Trade Figures and Impact
Nigeria’s trade with China has grown consistently, with total bilateral trade surpassing $19 billion in 2022. China accounts for nearly 25% of Nigeria’s imports, making it Nigeria’s largest trading partner. Following the currency swap, it is estimated that by 2024, over 30% of transactions between Nigeria and China will be conducted using the yuan instead of the US dollar. The agreement has also enhanced Nigeria’s liquidity position, enabling businesses to access yuan directly from the Central Bank of Nigeria (CBN), thereby reducing pressures on the foreign exchange market.
Developments in Digital Currency Exchange
In addition to the swap agreement, Nigeria and China are exploring the use of digital currencies to further streamline trade.

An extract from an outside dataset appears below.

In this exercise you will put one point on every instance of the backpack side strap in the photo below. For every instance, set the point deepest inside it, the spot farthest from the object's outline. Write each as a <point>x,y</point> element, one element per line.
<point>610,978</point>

China’s digital yuan (e-CNY) and Nigeria’s eNaira, introduced in 2021, are at the forefront of these efforts. Discussions are underway to establish a digital exchange platform that facilitates direct conversion between the naira and yuan. This system could reduce transaction costs by up to 5% and cut settlement times by half. Both countries are also considering blockchain technologies and digital wallets to ensure secure and efficient cross-border payments.
Pledges and Commitments
Both nations have made significant pledges to strengthen their financial collaboration. Nigeria has pledged to increase its yuan holdings within its foreign reserves, aiming to stabilize its economy and reduce exposure to dollar fluctuations. China has committed to supporting capacity building in Nigeria, offering technical assistance for digital finance infrastructure, and helping local businesses understand and adopt the yuan for trade. Both governments have also expressed interest in using central bank digital currencies (CBDCs) for cross-border transactions in the near future.
Conclusion
The partnership between Nigeria and China reflects a deliberate shift toward reducing dollar dependency in global trade. By deepening their currency swap agreement, exploring digital currency exchange mechanisms, and pledging mutual support, both countries are laying the foundation for a more resilient and diversified economic relationship. These efforts could reshape trade dynamics across Africa and Asia, encouraging other nations to consider similar agreements as part of a broader de-dollarization strategy.